I've tested the tool thoroughly, but if you happen to experience any problems, don't hesitate to contact me in the comments of the Steam guide. The tool is written in .Net 3.5, so you might need to install the .Net 3.5 runtime if needed (if you're running Windows Vista or later, the .Net 3.5 runtime should be installed already).
The tool has been tested with the latest Steam and GOG versions of the game. It might also work for the latest retail patch (1.0.1), but this has not been tested. Custom resolution patching should always work with every version of the game, because the settings file is (or should be) version independent.
This tool is now also mentioned on the PCGamingWiki page for Dredd vs Death and the WSGF.org page for Dredd vs Death as the preferred widescreen solution!
Click here to skip to the downloads section
A while ago, I started playing the Steam version of Dredd vs Death and was annoyed with the lack of widescreen/fov options ingame. So I did a bit of digging to see if there were any fixes, and the only one I could find was the FullHD patch mentioned on the GOG forums. However, that patch did not work with the Steam version, so I decided to get my hands dirty and see if I could force the game into running in a widescreen resolution myself.
It took me while but I was able to disassemble the settings file and figure out where the game stored the chosen resolution. A bit of experimenting later I had patched in a custom resolution. Proud with what I had accomplished, I decided to write a Steam guide that explained how to manually patch Dredd vs Death to run in a custom resolution.
But not everyone might have the skills or courage to fire up a hex editor to do the patching manually, and so my Custom Resolution Tool was born. I'm a programmer by trade so it was easy for me to write a tool to do the patching, and a couple of hours of coding later I had the first version of the tool up and running. Patching in a custom resolution was now as easy as pressing a button.
But while the game now ran nicely in the native resolution of my screen, the FOV and aspect ratio were still a bit off. With the help of NoxDeleo, a fellow gamer I met on Steam, I was able to deduce where the FOV and aspect ratio were stored. Those values were not stored in the settings file, but in the game's exe. This made the patching a bit trickier, because patching the wrong bytes could cause the exe to stop working. But with a bit of perseverance and lots of testing, the Custom Resolution Tool was updated with the ability to patch the exe and enable a custom FOV and correct aspect ratio for the chosen resolution.
So now everyone is able to easily patch the game and play it in virtually any wanted resolution with a custom fov and correct aspect ratio, without having to fire up a hex editor.
To show what my Custom Res Tool is able to do, I took some screenshots. While a custom resolution makes the game look better on widescreen monitors, you will see that patching the exe to force the game to use the correct aspect ratio and a custom FOV makes a huge difference.
The first screenshot shows the game running with only a custom resolution (1920x1200 in this case). Notice that there is some slight horizontal stretching due to an incorrect aspect ratio. By default the game has a 4/3 aspect ratio, so rendering in a widescreen resolution with the default aspect ratio will result in the image being stretched out horizontally.

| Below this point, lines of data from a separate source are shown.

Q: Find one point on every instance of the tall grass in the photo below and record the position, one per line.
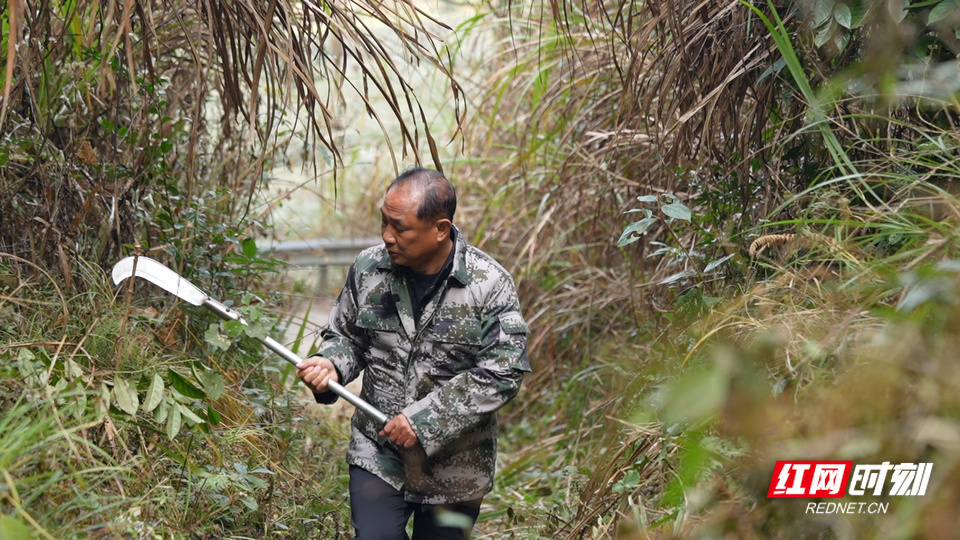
(671, 373)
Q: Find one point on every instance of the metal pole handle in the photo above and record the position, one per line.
(288, 355)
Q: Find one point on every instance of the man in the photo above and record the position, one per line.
(435, 326)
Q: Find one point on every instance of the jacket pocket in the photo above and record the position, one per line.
(456, 344)
(383, 332)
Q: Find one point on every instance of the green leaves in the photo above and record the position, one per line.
(942, 11)
(215, 339)
(669, 205)
(174, 421)
(182, 385)
(125, 396)
(154, 394)
(212, 384)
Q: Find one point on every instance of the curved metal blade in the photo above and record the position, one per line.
(159, 275)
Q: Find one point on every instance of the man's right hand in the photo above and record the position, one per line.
(316, 372)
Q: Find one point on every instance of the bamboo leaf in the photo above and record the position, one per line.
(941, 11)
(162, 411)
(154, 394)
(213, 417)
(173, 422)
(125, 396)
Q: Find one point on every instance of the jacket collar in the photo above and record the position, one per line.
(459, 271)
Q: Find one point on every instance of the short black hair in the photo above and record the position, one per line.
(439, 197)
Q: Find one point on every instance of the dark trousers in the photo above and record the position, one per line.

The second screenshot shows what the game looks like with a custom resolution AND the correct aspect ratio (16:10 in this case). Notice that the stretching is gone, but we (temporarily) lose some screen space at the top and bottom. The tool will automatically calculate the correct aspect ratio based on the custom resolution
And the last screenshot shows what the game looks like with a custom resolution, correct aspect ratio AND a custom FOV (90 in this case). No more stretching, and a much better gameplay experience on widescreen monitors thanks to the custom FOV. You may notice we also regained the lost space at the top and bottom.
While the tool has everything you need to run the game in a widescreen resolution with correct aspect ratio and custom fov, there are still a couple of extra things I'd like to implement into the tool:
If for some reason you can't download the files from mediafire, contact me on Steam and I'll mail you the latest version.

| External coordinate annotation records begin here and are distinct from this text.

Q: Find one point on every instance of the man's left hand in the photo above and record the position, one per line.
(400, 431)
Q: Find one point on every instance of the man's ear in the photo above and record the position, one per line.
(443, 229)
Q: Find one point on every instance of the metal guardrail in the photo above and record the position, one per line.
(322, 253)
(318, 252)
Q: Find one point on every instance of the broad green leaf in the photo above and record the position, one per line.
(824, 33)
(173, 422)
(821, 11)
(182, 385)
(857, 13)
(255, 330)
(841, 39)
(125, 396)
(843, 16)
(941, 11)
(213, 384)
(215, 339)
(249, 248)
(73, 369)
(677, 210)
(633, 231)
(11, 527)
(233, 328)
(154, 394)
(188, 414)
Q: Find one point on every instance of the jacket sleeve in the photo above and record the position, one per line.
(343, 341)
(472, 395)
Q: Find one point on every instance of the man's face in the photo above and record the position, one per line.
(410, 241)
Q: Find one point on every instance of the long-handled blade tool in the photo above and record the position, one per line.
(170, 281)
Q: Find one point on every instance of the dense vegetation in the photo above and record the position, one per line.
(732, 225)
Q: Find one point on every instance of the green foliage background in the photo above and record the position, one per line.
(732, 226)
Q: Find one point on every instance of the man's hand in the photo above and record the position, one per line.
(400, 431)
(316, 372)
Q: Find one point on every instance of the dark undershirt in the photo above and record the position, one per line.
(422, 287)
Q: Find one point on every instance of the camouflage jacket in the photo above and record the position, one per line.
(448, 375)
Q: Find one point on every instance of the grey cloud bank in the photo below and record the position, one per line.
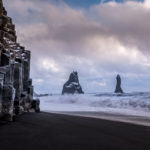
(99, 42)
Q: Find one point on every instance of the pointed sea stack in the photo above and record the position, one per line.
(72, 86)
(16, 89)
(118, 85)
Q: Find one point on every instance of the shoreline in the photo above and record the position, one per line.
(124, 118)
(60, 131)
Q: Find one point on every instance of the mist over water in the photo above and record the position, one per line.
(136, 103)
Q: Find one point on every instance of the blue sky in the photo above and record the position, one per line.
(99, 40)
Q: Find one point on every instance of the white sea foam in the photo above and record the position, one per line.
(137, 103)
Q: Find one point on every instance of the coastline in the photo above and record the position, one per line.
(125, 118)
(60, 131)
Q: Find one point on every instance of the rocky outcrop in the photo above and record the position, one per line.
(16, 90)
(72, 86)
(118, 85)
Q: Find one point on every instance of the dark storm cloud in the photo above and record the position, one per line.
(98, 42)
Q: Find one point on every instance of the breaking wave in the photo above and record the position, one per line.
(135, 103)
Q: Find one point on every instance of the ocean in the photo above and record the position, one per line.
(135, 103)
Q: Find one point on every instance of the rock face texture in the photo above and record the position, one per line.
(72, 86)
(16, 90)
(118, 85)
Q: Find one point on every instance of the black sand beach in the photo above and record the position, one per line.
(49, 131)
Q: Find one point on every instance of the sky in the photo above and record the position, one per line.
(97, 38)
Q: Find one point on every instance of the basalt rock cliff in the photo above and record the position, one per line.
(16, 90)
(72, 86)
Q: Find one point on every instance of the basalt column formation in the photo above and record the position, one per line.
(16, 90)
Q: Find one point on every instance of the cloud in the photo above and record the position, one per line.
(99, 42)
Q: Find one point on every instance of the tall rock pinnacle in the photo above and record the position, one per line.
(72, 86)
(118, 85)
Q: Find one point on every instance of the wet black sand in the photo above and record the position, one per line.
(49, 131)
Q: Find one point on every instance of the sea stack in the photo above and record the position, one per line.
(16, 89)
(118, 85)
(72, 86)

The files are hosted on Mediafire because that allows me to easily see how many people downloaded the tool. At the time of writing (June 1st 2017), the tool has been downloaded over 2500 times (all versions combined) from my official mirrors.
The original version alone was downloaded 231 times, much more that I honestly expected. This pushed me to keep working on adding new functionalities to the tool (for example fov patching).